6. mycophenolate mofetil (MMF)
So far, six RCT studies have been published using MMF in IgAN, with more disputes than consensus. In general, MMF seems to be effective in reducing proteinuria in Chinese people, but not necessarily in white people.
Therefore, racial differences may be a possible reason for the different results observed in these experiments. Another possible reason is that the patients involved in different studies have different degrees of disease, which may lead to more favorable results for MMF in patients with severe IgAN disease.
The 2012 KDIGO clinical practice guidelines for glomerulonephritis do not recommend the use of MMF (low-quality evidence) in IgAN patients.
Treatment recommendations under different clinical conditions
1. Progressive/vasculitis type
This type is characterized by a short history and rapid deterioration of renal function. Renal biopsy showed crescent formation>50% of glomeruli. Despite monocyte infiltration, chronic tubulointerstitial atrophy and fibrosis are not prominent. Sequential oral hormone combined with short-term intravenous/oral cyclophosphamide therapy should be used reasonably after hormone pulse therapy.

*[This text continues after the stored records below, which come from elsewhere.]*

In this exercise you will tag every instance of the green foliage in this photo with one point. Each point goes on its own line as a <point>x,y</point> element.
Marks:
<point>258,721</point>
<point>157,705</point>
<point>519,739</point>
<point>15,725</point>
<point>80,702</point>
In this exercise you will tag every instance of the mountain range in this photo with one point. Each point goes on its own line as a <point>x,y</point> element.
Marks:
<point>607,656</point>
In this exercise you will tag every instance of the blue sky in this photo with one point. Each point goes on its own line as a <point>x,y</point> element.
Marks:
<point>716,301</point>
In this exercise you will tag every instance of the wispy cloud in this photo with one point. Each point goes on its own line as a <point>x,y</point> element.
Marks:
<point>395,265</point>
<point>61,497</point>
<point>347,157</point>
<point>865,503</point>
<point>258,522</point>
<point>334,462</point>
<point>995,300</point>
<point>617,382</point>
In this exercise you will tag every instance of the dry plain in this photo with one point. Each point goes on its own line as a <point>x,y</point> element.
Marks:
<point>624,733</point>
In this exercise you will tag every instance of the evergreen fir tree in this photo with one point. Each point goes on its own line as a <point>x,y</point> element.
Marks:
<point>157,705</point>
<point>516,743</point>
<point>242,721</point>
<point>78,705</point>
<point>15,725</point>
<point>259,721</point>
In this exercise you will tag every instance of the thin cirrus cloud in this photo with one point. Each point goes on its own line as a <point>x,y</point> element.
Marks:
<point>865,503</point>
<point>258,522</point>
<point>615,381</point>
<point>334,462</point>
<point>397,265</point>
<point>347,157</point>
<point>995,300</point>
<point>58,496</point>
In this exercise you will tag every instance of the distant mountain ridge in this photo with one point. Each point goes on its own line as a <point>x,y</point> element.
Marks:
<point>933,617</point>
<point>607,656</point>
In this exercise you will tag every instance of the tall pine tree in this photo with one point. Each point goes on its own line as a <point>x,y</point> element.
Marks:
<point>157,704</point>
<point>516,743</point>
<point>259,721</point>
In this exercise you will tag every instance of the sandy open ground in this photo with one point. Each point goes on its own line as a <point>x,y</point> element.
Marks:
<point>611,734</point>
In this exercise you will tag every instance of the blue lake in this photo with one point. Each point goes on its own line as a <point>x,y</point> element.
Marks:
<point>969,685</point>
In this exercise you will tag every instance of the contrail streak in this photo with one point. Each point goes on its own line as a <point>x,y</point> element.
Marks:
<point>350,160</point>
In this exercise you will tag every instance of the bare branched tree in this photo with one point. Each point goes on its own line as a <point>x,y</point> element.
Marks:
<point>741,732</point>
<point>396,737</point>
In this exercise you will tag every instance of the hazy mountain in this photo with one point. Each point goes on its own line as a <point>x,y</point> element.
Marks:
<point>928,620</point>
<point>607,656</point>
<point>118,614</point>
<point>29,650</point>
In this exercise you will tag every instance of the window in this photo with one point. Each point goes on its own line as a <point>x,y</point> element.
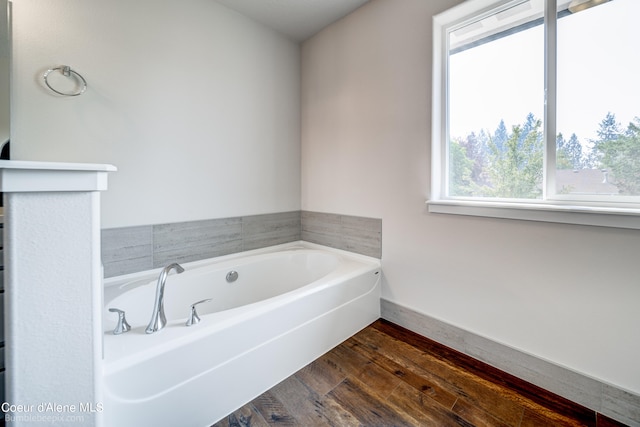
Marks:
<point>536,112</point>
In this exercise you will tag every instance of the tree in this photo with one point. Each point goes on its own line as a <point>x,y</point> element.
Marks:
<point>562,158</point>
<point>500,136</point>
<point>568,153</point>
<point>476,149</point>
<point>460,167</point>
<point>621,156</point>
<point>516,170</point>
<point>608,130</point>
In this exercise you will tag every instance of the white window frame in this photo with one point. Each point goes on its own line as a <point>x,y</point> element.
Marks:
<point>621,215</point>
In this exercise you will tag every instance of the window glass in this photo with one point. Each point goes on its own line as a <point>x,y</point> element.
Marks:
<point>496,105</point>
<point>598,139</point>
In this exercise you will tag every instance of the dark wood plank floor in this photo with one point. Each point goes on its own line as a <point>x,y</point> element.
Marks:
<point>388,376</point>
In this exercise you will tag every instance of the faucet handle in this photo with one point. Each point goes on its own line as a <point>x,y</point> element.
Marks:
<point>122,325</point>
<point>193,315</point>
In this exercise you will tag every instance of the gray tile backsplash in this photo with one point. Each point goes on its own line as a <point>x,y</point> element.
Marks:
<point>259,231</point>
<point>132,249</point>
<point>127,250</point>
<point>351,233</point>
<point>196,240</point>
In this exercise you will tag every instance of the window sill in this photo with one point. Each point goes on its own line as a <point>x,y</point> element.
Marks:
<point>565,214</point>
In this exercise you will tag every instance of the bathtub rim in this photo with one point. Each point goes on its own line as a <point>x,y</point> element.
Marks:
<point>145,276</point>
<point>176,334</point>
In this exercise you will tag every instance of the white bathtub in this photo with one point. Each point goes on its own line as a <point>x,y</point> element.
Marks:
<point>290,304</point>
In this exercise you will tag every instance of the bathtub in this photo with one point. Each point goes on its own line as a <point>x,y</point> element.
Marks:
<point>289,305</point>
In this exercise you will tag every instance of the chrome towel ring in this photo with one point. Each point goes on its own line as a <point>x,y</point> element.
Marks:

2. IgAN and minimal pathological nephropathy overlap syndrome
This type is characterized by a short history of nephrotic syndrome and normal deterioration of renal function. The renal biopsy showed that the pathological changes of glomerulus and renal tubules were very slight except for IgA deposition in mesangial area. These patients should be treated as microlesion nephropathy, and use glucocorticoids and slowly reduce the dose.
A recent cohort study of Chinese patients confirmed the effectiveness and safety of this method. The clinical manifestation of this type is similar to that of microlesion nephropathy, which is easy to recur, but chronic renal damage is rare.
3. Typical patients with microscopic hematuria, significant but non-nephrotic proteinuria, hypertension and varying degrees of renal failure
For patients with proteinuria<1g/day, stable renal function (eGFR>60ml/min/1.73m2), and normal blood pressure (BP<125/75mmHg), the main treatment is long-term regular follow-up to detect the progression of renal disease and hypertension. The optimal supportive treatment aimed at reducing proteinuria<1g/day is preferred.